They arrived through a metal door and traveled down a dark corridor to find a furnished office with a large oak desk, polished with an only slightly scuffed finish, with various items and weapons strewn about haphazardly and mountains of paperwork and files reaching towards the ceiling along the back wall. The business chair behind the desk, torn and well used with padding threatening to break free, creaked as it took up the old Major’s weight. The Captain and his two crew-mates stood silently as they watched the old griffon remove an old cigar from a desk drawer, rip apart the end with his shear-like beak, and light it with a flame on nearby candelabra which emitted only enough light to cast dancing shadows on the reflective surface. Plopping a large bag of bits on top of the documents Battlebeak had requested, Bastion slid the two parcels over the desk, his voice cutting through the musky atmosphere as Battlebeak puffed away, smoke curling out of the bullet holes on the roof of his beak.

“You’ll find your cut is all there, Battlebeak, along with all of the documents, just as we agreed. I did, however, remove a small amount from your portion to cover our damages.”

The Captain’s gaze never moved from the aging griffon as the old Major leaned forward in his chair, dumping the satchel full of bits and assorted larger bills on the table in front of him, sorting the currency into its varied denominations. After a moment of mental calculation, his gaze lifted and his solitary eye glared back at his previously-subordinate challenger.
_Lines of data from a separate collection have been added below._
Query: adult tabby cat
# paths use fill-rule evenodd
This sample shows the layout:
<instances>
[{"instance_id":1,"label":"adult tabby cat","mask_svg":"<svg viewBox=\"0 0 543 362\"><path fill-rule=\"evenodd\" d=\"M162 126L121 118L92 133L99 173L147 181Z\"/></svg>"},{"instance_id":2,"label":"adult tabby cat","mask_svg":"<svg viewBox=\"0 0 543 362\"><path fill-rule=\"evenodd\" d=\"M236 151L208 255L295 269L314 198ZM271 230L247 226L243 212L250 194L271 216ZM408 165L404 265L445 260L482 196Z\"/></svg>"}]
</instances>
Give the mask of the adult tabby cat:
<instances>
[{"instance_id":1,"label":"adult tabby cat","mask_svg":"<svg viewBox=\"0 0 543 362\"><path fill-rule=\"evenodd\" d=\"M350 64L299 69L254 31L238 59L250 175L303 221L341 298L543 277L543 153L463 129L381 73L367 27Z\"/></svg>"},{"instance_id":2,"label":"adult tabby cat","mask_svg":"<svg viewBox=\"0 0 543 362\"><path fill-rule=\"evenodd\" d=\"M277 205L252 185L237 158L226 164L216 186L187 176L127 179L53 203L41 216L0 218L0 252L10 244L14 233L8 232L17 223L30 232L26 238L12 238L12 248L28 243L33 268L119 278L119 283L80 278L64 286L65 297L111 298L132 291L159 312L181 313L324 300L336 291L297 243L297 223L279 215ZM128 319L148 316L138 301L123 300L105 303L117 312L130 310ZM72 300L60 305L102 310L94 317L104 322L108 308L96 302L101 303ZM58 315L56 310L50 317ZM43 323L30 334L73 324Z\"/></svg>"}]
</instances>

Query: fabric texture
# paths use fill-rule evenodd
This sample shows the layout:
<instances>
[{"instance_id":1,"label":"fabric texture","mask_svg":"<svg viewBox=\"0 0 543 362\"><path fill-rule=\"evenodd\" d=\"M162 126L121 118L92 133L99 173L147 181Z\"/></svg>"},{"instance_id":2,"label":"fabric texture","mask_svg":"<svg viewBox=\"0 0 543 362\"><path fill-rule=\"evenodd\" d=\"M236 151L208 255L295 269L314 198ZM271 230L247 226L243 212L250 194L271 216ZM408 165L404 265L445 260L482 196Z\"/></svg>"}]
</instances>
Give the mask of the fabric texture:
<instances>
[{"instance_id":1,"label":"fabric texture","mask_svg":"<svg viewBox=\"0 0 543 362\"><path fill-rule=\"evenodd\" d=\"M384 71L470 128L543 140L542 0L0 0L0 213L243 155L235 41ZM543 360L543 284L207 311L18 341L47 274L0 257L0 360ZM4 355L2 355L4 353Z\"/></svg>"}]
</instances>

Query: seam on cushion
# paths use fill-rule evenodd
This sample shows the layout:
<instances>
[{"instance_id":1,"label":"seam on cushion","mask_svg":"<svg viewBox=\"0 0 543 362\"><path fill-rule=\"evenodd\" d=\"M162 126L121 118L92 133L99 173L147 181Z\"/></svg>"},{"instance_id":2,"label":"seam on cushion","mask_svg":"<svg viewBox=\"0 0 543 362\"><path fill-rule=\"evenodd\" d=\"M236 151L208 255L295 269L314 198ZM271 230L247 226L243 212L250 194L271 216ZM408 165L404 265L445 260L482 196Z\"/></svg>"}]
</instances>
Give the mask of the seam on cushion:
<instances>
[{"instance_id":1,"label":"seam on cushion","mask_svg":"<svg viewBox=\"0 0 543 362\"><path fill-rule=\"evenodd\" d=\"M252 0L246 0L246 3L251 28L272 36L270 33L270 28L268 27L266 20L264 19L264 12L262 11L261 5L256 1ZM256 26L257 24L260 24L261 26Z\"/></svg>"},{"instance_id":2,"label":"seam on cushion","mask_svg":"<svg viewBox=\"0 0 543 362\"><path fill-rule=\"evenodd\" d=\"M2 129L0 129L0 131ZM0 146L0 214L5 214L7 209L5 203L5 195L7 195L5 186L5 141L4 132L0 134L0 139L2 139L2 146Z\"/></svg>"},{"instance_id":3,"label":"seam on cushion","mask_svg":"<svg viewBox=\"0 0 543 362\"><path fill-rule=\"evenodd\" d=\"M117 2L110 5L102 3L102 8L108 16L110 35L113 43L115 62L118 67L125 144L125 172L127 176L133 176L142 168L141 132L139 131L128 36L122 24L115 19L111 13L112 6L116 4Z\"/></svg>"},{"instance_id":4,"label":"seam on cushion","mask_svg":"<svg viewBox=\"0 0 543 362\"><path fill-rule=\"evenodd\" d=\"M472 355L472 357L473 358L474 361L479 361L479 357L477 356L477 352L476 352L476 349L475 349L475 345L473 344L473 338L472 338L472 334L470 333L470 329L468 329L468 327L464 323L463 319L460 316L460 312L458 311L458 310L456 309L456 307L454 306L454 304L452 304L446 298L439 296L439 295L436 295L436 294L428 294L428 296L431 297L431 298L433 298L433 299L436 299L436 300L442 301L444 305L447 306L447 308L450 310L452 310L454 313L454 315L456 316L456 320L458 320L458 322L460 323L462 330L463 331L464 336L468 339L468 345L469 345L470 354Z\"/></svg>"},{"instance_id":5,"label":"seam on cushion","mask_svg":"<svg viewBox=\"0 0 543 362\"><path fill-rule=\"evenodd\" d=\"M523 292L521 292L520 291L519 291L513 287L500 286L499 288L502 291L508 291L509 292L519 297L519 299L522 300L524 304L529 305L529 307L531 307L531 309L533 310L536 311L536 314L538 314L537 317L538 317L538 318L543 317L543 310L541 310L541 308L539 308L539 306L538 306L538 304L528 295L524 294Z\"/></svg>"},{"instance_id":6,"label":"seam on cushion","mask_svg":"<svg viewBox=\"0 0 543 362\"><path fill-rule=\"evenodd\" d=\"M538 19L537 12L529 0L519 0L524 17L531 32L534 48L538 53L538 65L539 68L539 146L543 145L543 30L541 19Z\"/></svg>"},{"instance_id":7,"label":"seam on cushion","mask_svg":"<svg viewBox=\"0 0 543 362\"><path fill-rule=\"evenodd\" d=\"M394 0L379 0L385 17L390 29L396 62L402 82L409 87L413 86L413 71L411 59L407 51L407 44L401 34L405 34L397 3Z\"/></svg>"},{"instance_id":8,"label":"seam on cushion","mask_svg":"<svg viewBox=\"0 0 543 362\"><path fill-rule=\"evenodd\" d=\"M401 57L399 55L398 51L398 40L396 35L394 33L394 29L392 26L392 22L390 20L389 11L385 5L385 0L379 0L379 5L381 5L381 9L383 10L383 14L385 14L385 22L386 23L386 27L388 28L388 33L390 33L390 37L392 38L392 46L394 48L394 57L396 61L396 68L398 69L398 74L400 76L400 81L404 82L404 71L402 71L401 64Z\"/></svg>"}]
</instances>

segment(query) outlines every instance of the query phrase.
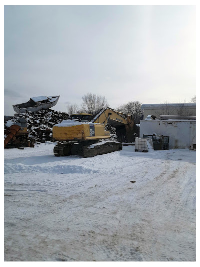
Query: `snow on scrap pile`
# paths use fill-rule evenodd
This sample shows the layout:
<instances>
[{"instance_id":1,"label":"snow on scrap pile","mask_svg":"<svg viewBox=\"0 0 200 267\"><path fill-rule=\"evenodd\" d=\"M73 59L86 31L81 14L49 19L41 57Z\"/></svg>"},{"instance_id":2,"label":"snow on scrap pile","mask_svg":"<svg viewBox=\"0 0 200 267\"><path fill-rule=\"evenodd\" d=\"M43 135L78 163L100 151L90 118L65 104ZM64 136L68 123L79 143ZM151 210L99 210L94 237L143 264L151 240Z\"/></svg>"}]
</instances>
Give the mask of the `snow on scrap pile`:
<instances>
[{"instance_id":1,"label":"snow on scrap pile","mask_svg":"<svg viewBox=\"0 0 200 267\"><path fill-rule=\"evenodd\" d=\"M20 118L26 119L29 138L34 142L52 141L54 125L68 118L66 112L55 111L52 109L39 110L36 112L26 111L25 113L16 113L11 117L9 123L19 122Z\"/></svg>"}]
</instances>

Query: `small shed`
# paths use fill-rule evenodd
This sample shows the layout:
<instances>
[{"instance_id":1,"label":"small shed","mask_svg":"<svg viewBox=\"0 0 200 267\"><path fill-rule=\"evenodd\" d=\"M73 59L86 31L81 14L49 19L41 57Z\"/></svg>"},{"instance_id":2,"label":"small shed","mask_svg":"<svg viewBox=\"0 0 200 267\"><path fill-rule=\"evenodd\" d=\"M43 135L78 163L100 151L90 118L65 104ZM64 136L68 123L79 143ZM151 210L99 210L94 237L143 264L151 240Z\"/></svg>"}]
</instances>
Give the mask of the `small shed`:
<instances>
[{"instance_id":1,"label":"small shed","mask_svg":"<svg viewBox=\"0 0 200 267\"><path fill-rule=\"evenodd\" d=\"M154 116L153 116L154 117ZM196 116L163 116L154 120L149 115L140 121L140 137L143 135L170 136L169 149L196 149Z\"/></svg>"}]
</instances>

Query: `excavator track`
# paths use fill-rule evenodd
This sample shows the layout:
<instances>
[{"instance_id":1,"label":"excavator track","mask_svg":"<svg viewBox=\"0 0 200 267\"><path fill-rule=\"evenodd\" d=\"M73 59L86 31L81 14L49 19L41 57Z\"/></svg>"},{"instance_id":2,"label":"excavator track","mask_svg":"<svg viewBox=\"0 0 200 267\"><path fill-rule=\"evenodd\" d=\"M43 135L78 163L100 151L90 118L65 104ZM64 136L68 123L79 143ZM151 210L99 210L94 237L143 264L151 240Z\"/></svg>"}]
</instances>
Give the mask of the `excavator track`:
<instances>
[{"instance_id":1,"label":"excavator track","mask_svg":"<svg viewBox=\"0 0 200 267\"><path fill-rule=\"evenodd\" d=\"M85 158L94 157L97 155L102 155L114 151L122 150L122 144L120 142L108 142L103 144L96 144L94 147L84 146L84 156Z\"/></svg>"},{"instance_id":2,"label":"excavator track","mask_svg":"<svg viewBox=\"0 0 200 267\"><path fill-rule=\"evenodd\" d=\"M68 156L72 154L71 144L58 144L54 148L54 154L56 157Z\"/></svg>"}]
</instances>

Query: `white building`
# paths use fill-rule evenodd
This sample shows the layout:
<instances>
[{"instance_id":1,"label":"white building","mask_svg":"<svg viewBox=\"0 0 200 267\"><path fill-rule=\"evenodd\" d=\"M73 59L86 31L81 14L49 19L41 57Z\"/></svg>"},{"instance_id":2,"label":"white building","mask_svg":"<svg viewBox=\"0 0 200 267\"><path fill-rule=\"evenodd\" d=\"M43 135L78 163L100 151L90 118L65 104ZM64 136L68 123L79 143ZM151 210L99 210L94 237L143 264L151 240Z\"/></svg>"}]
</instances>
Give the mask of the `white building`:
<instances>
[{"instance_id":1,"label":"white building","mask_svg":"<svg viewBox=\"0 0 200 267\"><path fill-rule=\"evenodd\" d=\"M168 116L163 117L166 118ZM196 149L196 117L195 119L190 119L191 117L186 119L186 116L182 116L182 119L180 119L180 117L169 116L171 118L168 119L160 118L155 120L150 118L141 120L140 137L143 137L144 134L152 135L155 133L157 135L170 137L169 149Z\"/></svg>"},{"instance_id":2,"label":"white building","mask_svg":"<svg viewBox=\"0 0 200 267\"><path fill-rule=\"evenodd\" d=\"M196 103L144 104L141 106L144 110L144 117L152 114L156 117L166 115L196 115Z\"/></svg>"}]
</instances>

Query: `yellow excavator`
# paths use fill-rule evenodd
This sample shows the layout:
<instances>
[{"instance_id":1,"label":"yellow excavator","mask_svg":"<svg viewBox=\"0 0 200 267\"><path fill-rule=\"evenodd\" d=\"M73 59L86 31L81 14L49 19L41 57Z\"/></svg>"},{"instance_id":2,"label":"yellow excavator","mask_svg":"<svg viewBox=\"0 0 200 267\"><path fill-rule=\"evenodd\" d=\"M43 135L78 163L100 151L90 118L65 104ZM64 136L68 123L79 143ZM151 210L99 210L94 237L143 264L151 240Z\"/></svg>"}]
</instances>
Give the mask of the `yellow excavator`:
<instances>
[{"instance_id":1,"label":"yellow excavator","mask_svg":"<svg viewBox=\"0 0 200 267\"><path fill-rule=\"evenodd\" d=\"M70 119L54 126L52 138L58 143L54 149L55 156L94 157L121 150L122 142L133 142L134 122L132 115L105 108L91 119L92 117L88 113L76 113L71 115ZM106 124L116 127L116 141L109 140L110 132L104 129Z\"/></svg>"}]
</instances>

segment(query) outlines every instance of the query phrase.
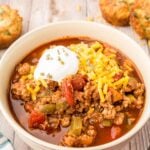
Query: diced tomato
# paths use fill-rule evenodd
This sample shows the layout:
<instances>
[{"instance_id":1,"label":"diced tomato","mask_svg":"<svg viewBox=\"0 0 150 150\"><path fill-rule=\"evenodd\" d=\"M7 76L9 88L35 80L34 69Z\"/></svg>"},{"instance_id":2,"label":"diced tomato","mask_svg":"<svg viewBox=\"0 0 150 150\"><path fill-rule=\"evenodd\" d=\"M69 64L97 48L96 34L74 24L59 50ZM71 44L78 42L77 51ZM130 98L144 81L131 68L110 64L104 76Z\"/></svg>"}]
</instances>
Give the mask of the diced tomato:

“You dare to cheat me?” the griffon growled, his venomous eye flickering between Bastion’s crew-mates, sensing an imminent attack. His bodyguards, more than familiar with his dealings, readied their weapons as well as various clicks and pings echoed around the formerly silent room.

“I’d recognize your insignia anywhere, Battlebeak. It’s not like your gunships were being very discrete about trying to finish me off once we had the cargo in hand. Next time,” Bastion challenged, looking the griffon dead in his eye as he leaned over the desk, stating his intentions clearly and malevolently into the griffon’s better ear, “...have the common decency to finish me off before you try and screw my crew over.”

Bastion leaned back as the old griffon grinned, raising a wing to usher his bodyguards’ weapons to the floor. His tongue, briefly visible as he dragged it over the holes in his beak, moved the cigar to the back of his mouth as the rest of his mouth opened in a sneer.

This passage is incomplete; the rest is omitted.